Planning authorities where the average house price is over a £1 million are more likely to grant approvals than boroughs with an average of under £500,000, according to the research by online architectural platform Resi.
The firm carried out an analysis of planning application data from the Ministry of Housing, Communities and Local Government to see if there was a pattern.
It found that Hillingdon in West London, where the average house price is £452,056, is the borough which is least likely to grant planning permission at 50%, closely followed by Barking and Dagenham at 53% which has the lowest average house price out of all London boroughs at £305,733.
The City of London, which boasts an average house price of £835,061, is the borough where approvals are most likely to be granted at 95%, followed by Southwark at 92% and then Richmond at 88%.
The firm says that with the wealth of developments in central London it doesn’t come as a surprise to see both The City of London and Southwark ranked as the highest as the councils push the applications through to drive growth within the area.
However, it adds that the discrepancies across London boroughs could come down to the fact that councils across the UK, including the capital, have had their funding cut, with more cuts expected in the future.
Also, a lack of funding could be adding to strain on council services, including planning departments. This could mean that when faced with more complex applications there is less time and resource to dedicate to the case and therefore the application is more likely to be denied.
In addition, London has a wide variety of housing stock within the capital, for which some it is easier to get planning than others.
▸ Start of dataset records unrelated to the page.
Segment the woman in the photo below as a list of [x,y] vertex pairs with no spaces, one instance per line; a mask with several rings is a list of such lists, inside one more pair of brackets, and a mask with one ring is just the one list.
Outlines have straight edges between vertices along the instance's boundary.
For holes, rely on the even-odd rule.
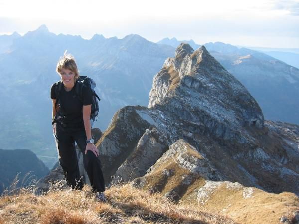
[[92,91],[84,86],[82,91],[83,100],[77,96],[76,85],[82,84],[77,82],[79,77],[77,65],[74,57],[67,54],[66,51],[57,63],[56,72],[61,80],[52,85],[51,98],[53,102],[53,131],[60,165],[68,185],[72,188],[82,189],[82,177],[75,149],[76,141],[83,154],[84,168],[93,191],[97,193],[96,198],[105,202],[103,193],[105,190],[104,178],[98,159],[99,152],[91,136]]

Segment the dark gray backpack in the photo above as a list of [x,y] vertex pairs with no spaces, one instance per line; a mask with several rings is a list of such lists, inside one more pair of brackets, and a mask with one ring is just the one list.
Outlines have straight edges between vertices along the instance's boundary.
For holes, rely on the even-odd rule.
[[[63,86],[63,83],[60,80],[57,82],[55,88],[55,94],[56,96],[56,106],[58,105],[59,106],[60,110],[63,113],[63,107],[59,104],[59,93],[61,90],[61,88]],[[99,103],[101,100],[99,96],[96,93],[95,88],[96,87],[96,83],[93,79],[87,76],[80,76],[79,79],[77,80],[77,84],[76,85],[76,95],[78,96],[80,101],[83,102],[83,95],[82,89],[83,86],[85,86],[90,88],[92,92],[92,103],[91,104],[91,112],[90,113],[90,124],[93,125],[94,123],[98,114],[99,114]]]

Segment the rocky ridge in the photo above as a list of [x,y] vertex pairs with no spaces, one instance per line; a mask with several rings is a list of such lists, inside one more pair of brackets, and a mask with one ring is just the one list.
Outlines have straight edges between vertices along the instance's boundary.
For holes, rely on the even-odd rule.
[[181,44],[154,76],[148,107],[119,110],[97,146],[106,183],[133,180],[174,202],[245,222],[257,212],[242,210],[240,202],[227,213],[229,204],[213,207],[212,199],[233,203],[234,192],[246,203],[258,192],[271,202],[270,193],[288,191],[275,219],[296,210],[299,133],[297,125],[264,120],[255,99],[204,46],[194,51]]
[[252,192],[272,202],[270,193],[295,193],[273,209],[281,211],[270,216],[277,220],[299,206],[299,133],[297,125],[265,121],[255,99],[204,46],[182,44],[154,77],[148,107],[118,111],[97,145],[107,182],[111,176],[133,180],[136,187],[211,209],[211,199],[223,193],[229,202],[237,192],[234,212],[224,209],[229,203],[216,210],[240,222],[248,213],[267,213],[242,210]]

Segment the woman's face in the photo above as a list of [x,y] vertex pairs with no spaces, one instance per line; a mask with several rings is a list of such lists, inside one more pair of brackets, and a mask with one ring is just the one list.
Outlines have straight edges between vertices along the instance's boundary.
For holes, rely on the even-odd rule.
[[64,85],[67,86],[72,86],[75,85],[75,73],[68,69],[61,69],[61,80]]

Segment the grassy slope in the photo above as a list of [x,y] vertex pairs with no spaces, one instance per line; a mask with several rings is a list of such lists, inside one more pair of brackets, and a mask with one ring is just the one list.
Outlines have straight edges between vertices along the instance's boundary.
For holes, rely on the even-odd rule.
[[95,201],[89,187],[82,191],[53,187],[40,196],[30,190],[0,198],[0,223],[235,223],[202,209],[178,205],[161,195],[127,184],[105,192],[108,202]]

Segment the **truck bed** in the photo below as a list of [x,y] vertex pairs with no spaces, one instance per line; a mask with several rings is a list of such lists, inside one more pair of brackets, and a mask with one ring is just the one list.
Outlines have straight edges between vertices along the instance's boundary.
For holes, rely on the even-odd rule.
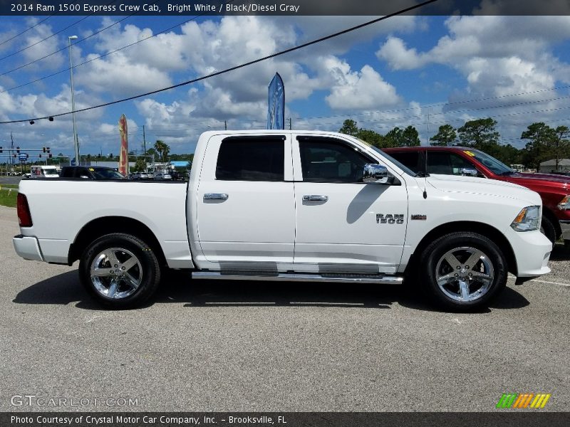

With a style of property often located within a certain area this could be another reason for the discrepancies across boroughs. Not to mention that a proportion of properties in the capital will be within conservation areas and therefore cannot be outwardly developed.
‘Planning applications are becoming a postcode lottery. Councils are under a great deal of pressure, not just as a result of funding cuts, but also from nimbys looking to block developments in their own area,’ said Alex Depledge, Resi chief executive officer.
‘Whilst it is common sense that a comparable house extension that is approved in one borough should generally be approved in another, this isn’t always the case. Although home owners can take steps to improve the chances of their applications being approved, more needs to be done to reform the planning application procedure,’ he pointed out.
‘Streamlining the process will mean common house extensions can be reviewed quickly and simply, leaving officials more time to deal with the complex applications that require additional time,’ he explained.
‘For home owners about to make an application, getting advice from an architect who has experience in dealing with your council will help avoid any common mistakes and secure the desired outcome as smoothly as possible. In addition, make sure to check council websites just in case they publish any information online,’ he added.
According to Nick Stockley, the firm’s lead designer, it can be said that the planning system feels broken in many London areas. ‘Thanks to an imposed eight week deadline, those councils without the resources to manage the level of planning applications coming in feel pressured to turn decisions around quickly,’ he said.
‘They don’t have the time to liaise with the homeowner’s planning agent, whereas wealthier councils are able to help their applicants make changes that ensure plans go through first time,’ he added.
‘It’s a self-defeating exercise, as home owners who get rejected first time will simply come back again and again, until approval is given. Adding more work to a local authority unable to cope. This not only slows down the development in the area, but wastes money funding this maddening process,’ he concluded.